La grande vitesse ferroviaire : un modèle porté au-delà de sa pertinence
La grande vitesse ferroviaire : un modèle porté au-delà de sa pertinence
- Un choix systématique de la grande vitesse ferroviaire
- Un modèle à bout de souffle, au coût devenu non soutenable
- Recommandations
Le développement du TGV s’est opéré en substitution des trains à grande distance classiques Intercités. La préférence française avérée pour la grande vitesse a abouti à un système peu cohérent, où les rames de TGV desservent 230 destinations et passent 40 % de leur temps en moyenne sur les lignes classiques, ce qui nécessite en outre un parc important de rames.
Sur certaines liaisons, les principales conditions de pertinence d’une ligne à grande vitesse (LGV) ne sont pas remplies, à savoir : connexion de bassins de population importants, durée de trajet à grande vitesse comprise entre 1h30 et 3h, peu ou pas d’arrêts intermédiaires, grande fréquence de circulation, taux d’occupation des rames élevé et bonne articulation avec les autres modes de transports.
Le processus de décision qui conduit à créer de nouvelles lignes comporte en effet de nombreux biais favorisant le choix de la grande vitesse : les schémas directeurs deviennent en pratique contraignants, les hypothèses de trafic et la valorisation du temps gagné sont trop optimistes, des annonces prématurées tiennent lieu de décision, les acteurs locaux poussent le projet mais l’appel aux collectivités territoriales pour le financement implique des contreparties coûteuses, le plan de financement de la ligne intervient beaucoup trop tardivement. Enfin, l’atout environnemental du TGV en exploitation, les effets sur les territoires et le développement économique des zones desservies doivent être relativisés.
Il s’ensuit que la rentabilité socio-économique des lignes à grande vitesse est systématiquement surestimée.
Depuis 2008, la fréquentation du TGV connaît une stagnation, qui se reflète dans celle du chiffre d’affaires de l’activité TGV au sein de la SNCF. De plus, la rentabilité des lignes diminue au fil de nouveaux projets de plus en plus coûteux. En outre, la concurrence d’autres modes de transport (autocar, covoiturage) se développe.
La SNCF est par ailleurs confrontée à l’augmentation de ses coûts, en raison de l’accroissement des péages (+8,5 % par an en moyenne sur la période 2007-2013) mais aussi de celui des coûts hors péages (+6,2 % par an sur 2002-2009), y compris celui de la masse salariale.
Dans ce contexte, la marge opérationnelle de l’activité TGV s’est sensiblement dégradée, de 29 % du chiffre d’affaires en 2008 à 12 % en 2013.
De son côté, le haut niveau d’endettement de Réseau Ferré de France (RFF) l’empêche de financer de nouvelles lignes par emprunt. Par ailleurs, la suspension de l’écotaxe, dont l’Agence de financement des infrastructures de transport de France (Afitf) devait recevoir le produit, prive cette dernière de ressources, alors qu’elle n’a déjà pas été en mesure d’honorer ses engagements budgétaires en 2013.

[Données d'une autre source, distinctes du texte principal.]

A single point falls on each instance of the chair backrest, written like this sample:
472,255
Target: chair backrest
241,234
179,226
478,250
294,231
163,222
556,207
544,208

Le financement des projets de LGV déjà décidés n’est donc pas assuré.
La Cour formule huit recommandations visant notamment à :
1/ mieux intégrer la grande vitesse aux choix de mobilité des Français, en insérant le TGV dans une offre tirant parti de l’ensemble des moyens de transport et en levant les restrictions à la concurrence des modes de transport longues distances routiers ;
2 / restreindre progressivement le nombre d’arrêts sur les tronçons de LGV et de dessertes des TGV sur voies classiques et extrémités de lignes, en ne conservant que celles justifiées par un large bassin de population ;
3 / assurer la transparence des données de la SNCF, en particulier la fréquentation par ligne ;
4 / faire prévaloir l’évaluation socio-économique des projets de LGV annoncés ;
5 / ne décider du lancement des études préliminaires qu’après :
- la définition d’un plan d’affaires pour la ligne, associant le gestionnaire d’infrastructure et le ou les opérateurs ferroviaires ;
- la prise en compte par une décision interministérielle formelle des perspectives de financement du projet d’infrastructure et la répartition entre les acteurs (État, RFF, éventuellement collectivités territoriales) ;
7/ concentrer en priorité les moyens financiers sur l’entretien du réseau par rapport aux projets de développement et améliorer le pilotage de la prestation d’entretien du réseau ferroviaire par le gestionnaire d’infrastructure ;
8/ veiller à ce que la définition des futurs ratios d’endettement du gestionnaire d’infrastructure conduise effectivement à ne pas financer des projets non rentables.